Photo courtesy of The Thao & Van Hoa
A., a street child living in Ho Chi Minh City's parks, was approached by some men who got him food and clothes and appeared kind.
They took him to a restaurant and a café for the first time, and around the city ostensibly for him to have fun.
“They treated me nicely,” the 17-year-old said.
And then they raped him, something he did not know happened to boys.
But it was by no means an unusual happening. A study released at a conference in Hanoi Tuesday said that virtually all street children in HCMC (92.5 percent) have been victims of sexual abuse.

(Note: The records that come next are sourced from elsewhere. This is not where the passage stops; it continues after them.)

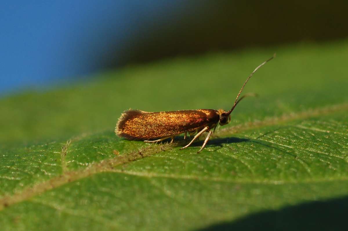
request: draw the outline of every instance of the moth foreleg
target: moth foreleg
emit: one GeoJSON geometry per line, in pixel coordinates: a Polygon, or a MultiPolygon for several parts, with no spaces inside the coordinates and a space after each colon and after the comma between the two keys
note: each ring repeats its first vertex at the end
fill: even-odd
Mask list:
{"type": "Polygon", "coordinates": [[[158,139],[158,140],[144,140],[144,142],[145,143],[157,143],[157,142],[159,142],[160,141],[161,141],[163,140],[164,140],[166,139],[168,139],[168,138],[171,138],[172,136],[166,136],[166,137],[164,137],[163,138],[161,138],[160,139],[158,139]]]}
{"type": "Polygon", "coordinates": [[[183,147],[183,148],[181,148],[180,149],[185,149],[189,146],[190,145],[191,145],[191,144],[192,143],[192,142],[193,142],[197,138],[197,137],[198,137],[200,135],[202,135],[202,134],[203,133],[205,132],[207,130],[208,130],[208,128],[209,128],[208,127],[206,127],[205,128],[202,129],[201,131],[198,133],[197,133],[197,135],[195,136],[195,137],[194,137],[192,139],[192,140],[191,141],[191,142],[189,143],[188,144],[185,146],[184,147],[183,147]]]}
{"type": "Polygon", "coordinates": [[[202,145],[202,147],[199,149],[199,151],[197,152],[197,153],[198,153],[199,152],[202,151],[203,149],[204,148],[204,147],[205,146],[205,145],[207,144],[207,143],[208,142],[208,141],[209,140],[209,138],[210,138],[210,136],[212,135],[212,133],[213,132],[209,131],[209,133],[208,134],[208,135],[207,136],[207,138],[205,138],[205,140],[204,141],[204,143],[203,143],[203,145],[202,145]]]}

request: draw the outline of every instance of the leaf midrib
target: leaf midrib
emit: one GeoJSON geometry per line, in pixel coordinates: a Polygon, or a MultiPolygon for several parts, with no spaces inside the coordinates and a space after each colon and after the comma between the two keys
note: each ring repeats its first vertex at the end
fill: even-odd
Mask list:
{"type": "MultiPolygon", "coordinates": [[[[263,121],[248,122],[238,125],[217,131],[215,134],[212,136],[212,138],[238,133],[242,131],[248,130],[269,126],[280,124],[289,121],[300,119],[314,117],[319,115],[325,115],[335,112],[348,110],[348,104],[343,103],[322,108],[317,108],[307,111],[298,112],[290,114],[284,114],[279,117],[267,118],[263,121]]],[[[18,193],[11,195],[5,195],[0,198],[0,211],[14,204],[24,201],[35,196],[49,190],[54,189],[69,182],[79,180],[84,178],[102,172],[113,172],[128,174],[139,176],[146,177],[159,177],[172,178],[176,179],[188,180],[211,181],[238,184],[296,184],[298,183],[318,183],[334,181],[346,181],[348,177],[341,177],[337,178],[331,177],[329,179],[307,179],[300,182],[284,181],[253,180],[229,180],[218,177],[209,177],[192,175],[180,175],[172,174],[158,174],[144,173],[133,171],[125,171],[114,169],[115,166],[129,163],[140,158],[147,157],[159,152],[165,151],[172,149],[177,145],[180,145],[183,141],[180,141],[172,144],[165,144],[159,145],[151,145],[149,147],[139,150],[136,152],[132,152],[124,155],[112,159],[103,160],[98,162],[94,162],[83,170],[69,171],[66,170],[64,157],[66,154],[71,142],[76,141],[83,138],[85,136],[78,138],[68,140],[62,147],[61,157],[62,157],[63,174],[58,177],[54,177],[48,181],[37,184],[31,187],[28,187],[18,193]]]]}

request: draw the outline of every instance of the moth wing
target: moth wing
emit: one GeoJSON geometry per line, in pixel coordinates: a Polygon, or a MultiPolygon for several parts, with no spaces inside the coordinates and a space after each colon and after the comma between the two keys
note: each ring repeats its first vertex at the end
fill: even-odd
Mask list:
{"type": "Polygon", "coordinates": [[[206,114],[196,110],[159,112],[129,110],[121,115],[115,132],[129,140],[155,139],[195,130],[207,121],[206,114]]]}

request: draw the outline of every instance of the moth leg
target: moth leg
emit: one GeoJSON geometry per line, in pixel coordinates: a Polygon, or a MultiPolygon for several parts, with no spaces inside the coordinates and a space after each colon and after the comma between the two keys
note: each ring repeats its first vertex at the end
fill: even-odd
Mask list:
{"type": "Polygon", "coordinates": [[[160,139],[158,139],[158,140],[144,140],[144,142],[145,143],[157,143],[157,142],[159,142],[159,141],[161,141],[163,140],[164,140],[166,139],[168,139],[168,138],[170,138],[171,136],[166,136],[166,137],[164,137],[163,138],[161,138],[160,139]]]}
{"type": "Polygon", "coordinates": [[[204,148],[204,147],[205,146],[205,145],[207,144],[207,143],[208,142],[208,141],[209,140],[209,138],[210,138],[210,136],[212,135],[212,133],[213,133],[213,132],[212,131],[209,131],[209,133],[208,134],[208,135],[207,136],[207,138],[205,138],[205,140],[204,141],[204,143],[203,144],[203,145],[202,145],[202,147],[200,148],[199,149],[199,151],[197,152],[197,153],[198,153],[200,151],[203,150],[203,149],[204,148]]]}
{"type": "Polygon", "coordinates": [[[207,130],[208,130],[208,128],[209,128],[208,127],[206,127],[205,128],[202,129],[201,131],[198,133],[197,133],[197,135],[195,136],[195,137],[194,137],[192,139],[192,140],[191,141],[191,142],[190,142],[186,146],[185,146],[183,148],[181,148],[180,149],[181,150],[181,149],[185,149],[189,146],[190,145],[191,145],[191,144],[192,143],[192,142],[193,142],[193,141],[196,140],[197,137],[198,137],[200,135],[202,135],[202,133],[203,133],[204,132],[207,130]]]}

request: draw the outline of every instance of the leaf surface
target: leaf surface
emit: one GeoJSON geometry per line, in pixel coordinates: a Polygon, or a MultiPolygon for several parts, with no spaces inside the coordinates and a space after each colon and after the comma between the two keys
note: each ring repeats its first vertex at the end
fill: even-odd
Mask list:
{"type": "Polygon", "coordinates": [[[277,48],[246,87],[260,96],[239,104],[199,154],[201,140],[179,151],[182,136],[145,143],[114,127],[129,107],[228,110],[270,49],[130,67],[2,99],[2,230],[340,229],[347,45],[277,48]]]}

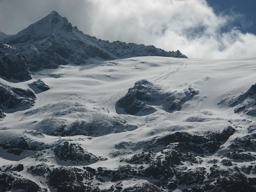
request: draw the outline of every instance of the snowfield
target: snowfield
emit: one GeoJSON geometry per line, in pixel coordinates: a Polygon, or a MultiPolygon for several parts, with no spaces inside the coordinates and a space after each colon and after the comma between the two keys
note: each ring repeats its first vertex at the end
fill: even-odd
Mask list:
{"type": "Polygon", "coordinates": [[[50,89],[34,90],[28,109],[4,109],[0,168],[34,182],[33,191],[235,191],[234,181],[220,180],[229,176],[236,191],[255,191],[256,89],[246,92],[256,63],[146,56],[1,79],[25,90],[41,80],[50,89]]]}

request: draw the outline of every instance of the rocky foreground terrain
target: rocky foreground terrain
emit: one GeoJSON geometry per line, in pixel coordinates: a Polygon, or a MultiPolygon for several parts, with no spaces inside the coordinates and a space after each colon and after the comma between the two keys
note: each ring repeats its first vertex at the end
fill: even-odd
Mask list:
{"type": "Polygon", "coordinates": [[[256,191],[256,58],[110,42],[54,11],[0,46],[0,191],[256,191]]]}

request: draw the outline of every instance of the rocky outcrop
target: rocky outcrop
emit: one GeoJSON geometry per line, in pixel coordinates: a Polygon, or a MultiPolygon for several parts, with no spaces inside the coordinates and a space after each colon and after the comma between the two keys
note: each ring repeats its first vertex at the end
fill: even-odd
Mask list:
{"type": "Polygon", "coordinates": [[[26,59],[18,49],[0,43],[0,77],[7,80],[19,81],[32,78],[26,59]]]}
{"type": "Polygon", "coordinates": [[[31,89],[34,90],[36,93],[40,93],[50,89],[49,86],[45,84],[40,79],[34,81],[32,83],[29,84],[28,85],[31,89]]]}
{"type": "Polygon", "coordinates": [[[34,105],[36,98],[30,90],[12,87],[0,82],[0,106],[4,109],[24,110],[34,105]]]}
{"type": "Polygon", "coordinates": [[[31,180],[2,171],[0,171],[0,184],[1,191],[14,190],[22,192],[43,192],[46,190],[31,180]]]}
{"type": "Polygon", "coordinates": [[[74,164],[88,164],[99,160],[107,159],[102,157],[97,157],[88,152],[81,146],[81,145],[68,142],[56,147],[54,150],[54,153],[58,160],[66,161],[74,164]]]}
{"type": "Polygon", "coordinates": [[[141,56],[187,58],[178,50],[166,52],[153,46],[98,40],[54,11],[2,42],[5,44],[0,44],[0,76],[18,80],[31,79],[28,70],[56,68],[59,65],[141,56]]]}
{"type": "Polygon", "coordinates": [[[244,93],[232,98],[228,103],[230,107],[236,107],[235,113],[242,112],[252,116],[256,116],[256,84],[252,85],[244,93]]]}
{"type": "Polygon", "coordinates": [[[92,179],[92,176],[86,170],[76,168],[61,167],[51,170],[49,185],[58,192],[91,191],[92,188],[84,180],[92,179]]]}
{"type": "Polygon", "coordinates": [[[153,105],[162,105],[163,109],[169,112],[180,111],[183,104],[199,93],[198,90],[192,87],[185,89],[184,92],[166,92],[160,87],[144,79],[136,82],[126,94],[117,101],[116,111],[118,113],[144,116],[156,110],[153,105]]]}

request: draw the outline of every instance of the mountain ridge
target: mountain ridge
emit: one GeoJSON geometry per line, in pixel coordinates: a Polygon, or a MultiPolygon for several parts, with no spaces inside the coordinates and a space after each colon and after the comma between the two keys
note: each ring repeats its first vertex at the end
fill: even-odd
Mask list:
{"type": "Polygon", "coordinates": [[[88,64],[141,56],[187,58],[178,50],[166,52],[153,46],[98,40],[84,34],[55,11],[17,35],[0,42],[0,65],[5,71],[0,75],[22,81],[30,79],[28,71],[56,68],[59,65],[88,64]],[[19,72],[20,74],[24,73],[23,78],[10,71],[10,66],[15,56],[6,54],[6,49],[10,50],[7,50],[9,53],[14,49],[21,56],[18,62],[22,62],[22,60],[25,62],[27,68],[24,67],[23,71],[19,72]]]}
{"type": "Polygon", "coordinates": [[[0,44],[0,191],[256,192],[256,58],[147,56],[58,15],[0,44]]]}

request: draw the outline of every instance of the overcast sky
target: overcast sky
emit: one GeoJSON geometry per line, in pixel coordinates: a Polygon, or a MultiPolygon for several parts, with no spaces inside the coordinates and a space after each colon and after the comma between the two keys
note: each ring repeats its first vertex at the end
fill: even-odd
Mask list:
{"type": "Polygon", "coordinates": [[[54,10],[98,38],[190,58],[252,57],[255,8],[256,0],[0,0],[0,31],[16,34],[54,10]]]}

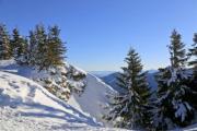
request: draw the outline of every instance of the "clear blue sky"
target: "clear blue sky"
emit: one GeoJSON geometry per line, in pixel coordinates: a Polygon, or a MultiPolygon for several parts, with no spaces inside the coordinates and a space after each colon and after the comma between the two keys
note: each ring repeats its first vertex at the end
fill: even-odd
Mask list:
{"type": "Polygon", "coordinates": [[[129,47],[158,69],[170,63],[173,28],[192,44],[197,0],[0,0],[0,21],[23,35],[37,23],[59,25],[68,61],[88,71],[119,70],[129,47]]]}

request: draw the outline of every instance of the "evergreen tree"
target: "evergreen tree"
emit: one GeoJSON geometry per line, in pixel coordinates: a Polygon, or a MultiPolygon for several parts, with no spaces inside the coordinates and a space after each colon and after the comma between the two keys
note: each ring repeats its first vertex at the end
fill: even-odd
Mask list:
{"type": "Polygon", "coordinates": [[[193,48],[189,49],[189,56],[193,58],[192,61],[189,61],[189,66],[193,67],[194,70],[194,76],[197,79],[197,33],[194,34],[194,44],[192,45],[193,48]]]}
{"type": "Polygon", "coordinates": [[[193,106],[188,102],[192,92],[187,85],[188,74],[185,69],[187,57],[181,35],[174,29],[169,46],[171,67],[160,69],[157,75],[157,128],[166,130],[174,126],[186,126],[193,119],[193,106]]]}
{"type": "Polygon", "coordinates": [[[30,32],[30,46],[28,46],[28,63],[31,66],[36,64],[36,55],[37,55],[37,40],[35,32],[30,32]]]}
{"type": "Polygon", "coordinates": [[[134,49],[129,50],[125,61],[127,67],[123,68],[123,73],[117,78],[117,84],[124,88],[124,92],[112,96],[111,111],[105,119],[116,120],[116,127],[147,128],[150,124],[151,93],[146,73],[142,72],[141,60],[134,49]]]}
{"type": "Polygon", "coordinates": [[[66,48],[60,39],[60,29],[58,26],[49,27],[48,34],[48,50],[47,50],[47,67],[63,64],[66,48]]]}
{"type": "Polygon", "coordinates": [[[10,37],[5,25],[0,24],[0,60],[11,58],[10,37]]]}
{"type": "Polygon", "coordinates": [[[13,38],[11,40],[12,44],[12,53],[15,59],[15,61],[20,64],[26,63],[25,60],[25,53],[26,53],[26,47],[27,47],[27,41],[25,38],[23,38],[20,35],[20,32],[18,28],[13,29],[13,38]]]}
{"type": "Polygon", "coordinates": [[[44,25],[36,25],[35,38],[37,44],[35,51],[35,64],[39,70],[47,69],[48,43],[44,25]]]}
{"type": "Polygon", "coordinates": [[[197,110],[197,34],[194,34],[194,44],[192,45],[192,49],[189,49],[188,56],[190,57],[190,61],[188,66],[192,67],[193,75],[189,78],[188,86],[192,88],[192,94],[189,94],[188,99],[197,110]]]}

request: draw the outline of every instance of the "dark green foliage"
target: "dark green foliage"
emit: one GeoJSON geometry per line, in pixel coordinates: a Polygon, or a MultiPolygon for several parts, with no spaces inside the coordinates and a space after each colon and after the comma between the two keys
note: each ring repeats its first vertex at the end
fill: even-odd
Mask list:
{"type": "Polygon", "coordinates": [[[59,37],[60,29],[58,26],[49,27],[48,33],[48,49],[47,49],[47,64],[61,66],[63,64],[66,48],[59,37]]]}
{"type": "Polygon", "coordinates": [[[188,99],[194,105],[195,109],[197,110],[197,33],[194,34],[194,44],[189,49],[188,56],[190,57],[190,61],[188,66],[192,67],[193,75],[189,79],[188,86],[190,86],[192,94],[188,95],[188,99]]]}
{"type": "Polygon", "coordinates": [[[27,39],[23,38],[20,35],[18,28],[14,28],[11,39],[11,47],[12,47],[12,55],[19,64],[23,64],[27,62],[26,60],[27,46],[28,46],[27,39]]]}
{"type": "Polygon", "coordinates": [[[146,73],[142,73],[142,64],[138,53],[130,49],[125,59],[127,67],[117,78],[118,86],[124,92],[113,96],[107,120],[118,120],[115,126],[128,129],[148,128],[150,126],[150,88],[147,83],[146,73]]]}
{"type": "Polygon", "coordinates": [[[59,36],[58,26],[49,27],[48,33],[43,25],[30,32],[30,63],[39,70],[63,64],[66,48],[59,36]]]}
{"type": "Polygon", "coordinates": [[[181,41],[182,36],[175,29],[171,35],[171,45],[169,46],[169,51],[171,55],[171,66],[173,68],[178,68],[185,66],[187,60],[185,52],[185,45],[181,41]]]}
{"type": "Polygon", "coordinates": [[[0,60],[11,58],[10,38],[5,25],[0,24],[0,60]]]}
{"type": "Polygon", "coordinates": [[[157,75],[159,87],[155,108],[158,108],[159,130],[172,128],[173,123],[185,127],[193,120],[194,110],[188,100],[192,91],[187,84],[188,74],[185,69],[187,58],[184,46],[181,35],[173,31],[169,46],[171,67],[160,69],[157,75]]]}

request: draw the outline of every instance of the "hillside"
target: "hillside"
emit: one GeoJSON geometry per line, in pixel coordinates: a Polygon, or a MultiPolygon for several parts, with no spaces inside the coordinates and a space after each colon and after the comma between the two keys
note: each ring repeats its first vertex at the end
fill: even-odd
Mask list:
{"type": "MultiPolygon", "coordinates": [[[[97,126],[40,85],[0,72],[0,130],[61,130],[97,126]]],[[[82,128],[82,129],[83,129],[82,128]]]]}
{"type": "MultiPolygon", "coordinates": [[[[57,87],[60,86],[60,90],[56,91],[55,93],[50,93],[61,99],[68,100],[68,104],[81,112],[84,112],[90,117],[94,117],[101,124],[105,122],[102,119],[102,116],[105,111],[104,106],[106,106],[108,100],[106,98],[106,93],[114,92],[114,90],[99,78],[91,75],[77,67],[70,66],[69,63],[66,63],[66,66],[61,68],[60,72],[51,70],[51,74],[50,70],[49,72],[38,72],[30,67],[19,66],[13,60],[1,60],[0,70],[31,79],[44,87],[51,86],[50,84],[45,84],[45,80],[47,80],[47,82],[51,81],[54,85],[58,85],[57,87]],[[54,72],[57,72],[57,74],[54,75],[54,72]],[[72,86],[71,91],[69,91],[68,87],[62,87],[61,84],[59,84],[59,81],[63,79],[67,80],[66,84],[69,83],[72,86]],[[66,96],[65,98],[62,91],[68,93],[69,96],[66,96]]],[[[48,91],[50,91],[50,88],[48,91]]]]}
{"type": "Polygon", "coordinates": [[[84,92],[81,95],[72,94],[68,103],[74,108],[88,112],[99,121],[105,122],[102,117],[105,112],[104,107],[108,102],[106,94],[115,91],[101,79],[92,74],[88,74],[85,81],[86,86],[84,92]]]}

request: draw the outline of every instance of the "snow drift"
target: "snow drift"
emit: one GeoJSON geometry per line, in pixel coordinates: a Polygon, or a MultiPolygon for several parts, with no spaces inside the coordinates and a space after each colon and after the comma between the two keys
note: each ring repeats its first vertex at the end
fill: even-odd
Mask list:
{"type": "Polygon", "coordinates": [[[25,78],[0,72],[0,130],[56,130],[97,126],[47,90],[25,78]]]}

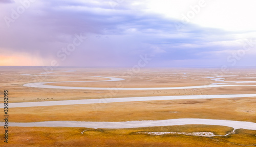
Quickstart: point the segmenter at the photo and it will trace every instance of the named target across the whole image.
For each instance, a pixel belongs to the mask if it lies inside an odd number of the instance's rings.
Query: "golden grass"
[[[98,91],[37,89],[23,85],[34,82],[101,80],[103,78],[68,76],[31,76],[23,74],[45,71],[38,67],[1,67],[1,89],[8,90],[9,102],[65,100],[114,98],[117,97],[254,94],[255,87],[236,86],[191,90],[153,91]],[[253,80],[254,69],[230,69],[227,73],[220,69],[155,69],[123,74],[124,69],[68,69],[75,73],[56,73],[51,75],[88,75],[126,79],[116,82],[61,83],[54,85],[107,87],[174,87],[208,85],[215,83],[205,77],[214,75],[228,77],[227,81]],[[218,74],[218,73],[221,74]],[[186,73],[186,74],[184,74]],[[243,77],[244,77],[244,78]],[[129,80],[131,79],[131,80]],[[247,83],[244,84],[253,84]],[[0,103],[3,103],[1,101]],[[108,121],[159,120],[178,118],[199,118],[248,121],[256,123],[255,98],[194,99],[82,104],[9,108],[9,122],[32,122],[48,121]],[[3,111],[3,109],[0,109]],[[170,112],[177,111],[177,113]],[[91,129],[61,127],[9,127],[9,143],[4,146],[241,146],[240,144],[256,144],[255,130],[239,129],[238,133],[225,137],[203,137],[184,135],[154,136],[136,134],[140,131],[210,131],[224,135],[232,128],[207,125],[184,125],[127,129]],[[4,132],[3,127],[0,128]]]

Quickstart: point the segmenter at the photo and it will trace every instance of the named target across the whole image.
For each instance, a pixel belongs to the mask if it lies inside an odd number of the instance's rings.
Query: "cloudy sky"
[[[255,1],[0,1],[0,66],[256,66]]]

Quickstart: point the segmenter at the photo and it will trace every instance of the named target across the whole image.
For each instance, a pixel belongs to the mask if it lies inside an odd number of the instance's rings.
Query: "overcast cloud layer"
[[[256,24],[246,15],[255,13],[243,12],[253,1],[1,1],[0,65],[129,67],[141,56],[148,67],[256,65]],[[218,9],[241,12],[225,22]]]

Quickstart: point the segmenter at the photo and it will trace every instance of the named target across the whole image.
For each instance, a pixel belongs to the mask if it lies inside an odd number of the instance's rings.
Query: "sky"
[[[256,66],[255,1],[0,1],[0,66]]]

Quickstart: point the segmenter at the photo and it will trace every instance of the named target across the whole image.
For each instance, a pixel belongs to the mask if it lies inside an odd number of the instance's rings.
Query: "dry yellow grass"
[[[1,89],[8,90],[9,102],[101,99],[138,96],[254,94],[255,87],[236,86],[212,89],[154,90],[71,90],[26,87],[33,82],[104,80],[105,78],[72,76],[32,76],[20,74],[45,72],[40,67],[2,67]],[[123,74],[124,69],[55,69],[54,71],[76,70],[75,73],[55,73],[51,75],[88,75],[119,77],[116,82],[72,83],[72,86],[124,87],[174,87],[207,85],[216,82],[206,77],[229,76],[227,81],[254,80],[256,70],[142,69],[138,73]],[[186,73],[186,74],[184,74]],[[221,73],[220,74],[219,73]],[[232,77],[232,76],[240,77]],[[131,78],[131,80],[129,79]],[[251,84],[251,83],[250,83]],[[253,84],[253,83],[252,83]],[[71,83],[54,85],[70,86]],[[0,103],[3,103],[1,101]],[[31,122],[48,121],[109,121],[159,120],[178,118],[201,118],[248,121],[256,123],[255,98],[195,99],[82,104],[9,109],[9,121]],[[3,109],[0,109],[3,111]],[[170,112],[177,111],[177,113]],[[139,131],[211,131],[224,135],[232,128],[221,126],[185,125],[129,129],[97,129],[80,133],[87,128],[10,127],[10,143],[6,146],[241,146],[256,144],[256,131],[239,129],[238,134],[212,138],[184,135],[153,136],[136,134]],[[3,127],[0,128],[3,132]]]
[[[213,131],[225,134],[232,128],[222,126],[185,125],[127,129],[63,127],[10,127],[9,142],[3,146],[241,146],[256,144],[256,131],[239,129],[237,134],[204,137],[170,134],[137,134],[142,131]],[[81,132],[84,131],[83,134]]]

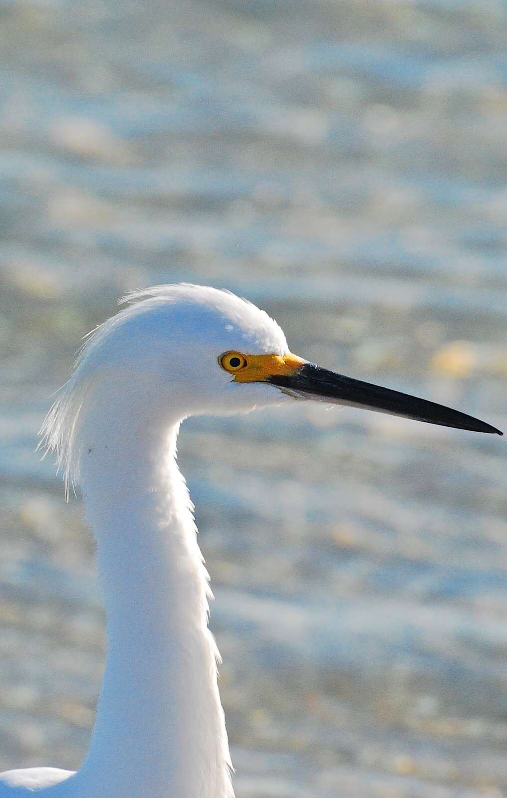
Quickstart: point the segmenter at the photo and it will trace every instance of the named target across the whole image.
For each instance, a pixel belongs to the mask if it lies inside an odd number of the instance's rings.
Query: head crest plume
[[[125,306],[119,313],[107,319],[85,336],[85,341],[77,353],[73,373],[57,392],[57,398],[50,409],[40,431],[42,440],[38,448],[44,448],[44,456],[48,452],[54,452],[58,471],[65,475],[67,496],[79,481],[79,452],[76,445],[77,433],[85,405],[88,392],[93,379],[89,363],[91,356],[97,352],[112,333],[120,328],[133,316],[145,313],[160,304],[171,304],[178,300],[205,302],[220,309],[233,306],[238,318],[252,314],[253,323],[259,323],[262,318],[273,325],[283,334],[275,322],[263,310],[237,297],[226,289],[196,286],[191,283],[154,286],[150,288],[129,291],[118,302]],[[259,315],[260,314],[260,315]]]

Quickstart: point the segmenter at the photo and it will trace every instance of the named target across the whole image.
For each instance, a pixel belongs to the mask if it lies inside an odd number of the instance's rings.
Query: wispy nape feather
[[[239,303],[236,306],[239,314],[242,306],[244,307],[247,314],[252,312],[251,309],[253,309],[257,318],[260,314],[269,320],[271,325],[278,327],[263,310],[259,311],[248,299],[240,299],[227,289],[210,288],[182,282],[129,291],[119,300],[119,304],[125,306],[120,312],[84,337],[84,342],[78,350],[73,373],[58,391],[57,398],[40,430],[42,440],[38,448],[46,449],[44,456],[48,452],[56,455],[58,471],[64,472],[67,496],[70,488],[75,489],[76,484],[79,482],[81,452],[77,445],[77,432],[87,396],[93,384],[94,369],[89,367],[92,356],[98,353],[106,338],[133,316],[148,311],[160,304],[171,304],[182,298],[196,302],[205,302],[219,308],[223,305],[228,306],[230,298],[233,298],[235,302]],[[283,336],[283,334],[281,334]]]

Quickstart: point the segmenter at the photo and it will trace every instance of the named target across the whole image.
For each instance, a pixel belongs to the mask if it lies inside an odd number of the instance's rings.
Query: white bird
[[[232,798],[208,629],[208,575],[176,465],[181,421],[299,399],[498,433],[432,402],[290,353],[279,326],[228,291],[160,286],[95,330],[43,427],[79,483],[97,544],[108,653],[88,754],[0,775],[0,798]]]

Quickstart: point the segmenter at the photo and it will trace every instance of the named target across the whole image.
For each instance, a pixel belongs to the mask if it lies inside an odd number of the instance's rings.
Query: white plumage
[[[162,286],[126,302],[88,338],[43,427],[67,485],[81,484],[105,598],[89,749],[75,773],[0,774],[0,798],[233,796],[208,576],[176,459],[186,417],[318,398],[498,432],[307,363],[266,313],[227,291]]]

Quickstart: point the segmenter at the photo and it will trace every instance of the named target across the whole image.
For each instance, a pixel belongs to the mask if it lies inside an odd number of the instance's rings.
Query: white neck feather
[[[108,655],[71,780],[86,798],[233,798],[208,577],[176,462],[182,414],[147,410],[137,395],[99,396],[79,433]]]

The victims usually do not report it to the police due to embarrassment, the feeling of doing something bad, or because they were warned not to complain, according to the authors of the study, the Hanoi-based Research Center for Management and Sustainable Development (MSD) and public health NGO Fontana which has offices in Vietnam and Denmark.
Hoang Thu Trang of MSD said the abuses include hugs and kisses, touching of private parts, and being shown pornography.
The abuse left the victims scarred, even suicidal.
The study also found that 98.3 percent of street children in the city have used substances like alcohol, tobacco, marijuana, heroin, meth, adhesive, or even gasoline at least once.
Usually the sexual abuse and drugs went hand in hand.
A 16-year-old street boy identified only as T.V.H., a sex worker -- the study includes underage sex work in abuse -- told the study team that one time he shared a syringe with his customer.
“If I refuse, they would not pay me.”
The study found that many children do not even realize they are abused.
T.V.H. and D.Q.C., 15, believed that sexual abuse was only when they were forced, not merely because they were underage.
“I worked as a prostitute because only if I worked would I get paid. That is not sex abuse.”
But the boundary was not clear even for C., who became a prostitute because he had been raped.
“I felt ashamed, and decided to just go with it,” he said.
Many children offer sex to get money for drugs.
Adhesive is the most popular addictive substance among the children since they can afford it.
Some children inhale three tubes of adhesive a day, each costing less than a dollar.
They also inhale gasoline since it gives them a higher high than glue.
The study, which approached 120 street children, found that there are around 22,000 of them in the country, most coming from poor provinces and living in large cities.
They are poorly informed and easily get embroiled in dangerous jobs related to prostitution or drug trade.
MSD and Fontana called for better measures to inform street children about rehab centers for addicts, support centers for sex victims, and orphanages.
But they admitted that the children have not received enough help from social workers to believe in them.
One child told the authors of the study: “Those people didn’t help. They just asked questions.”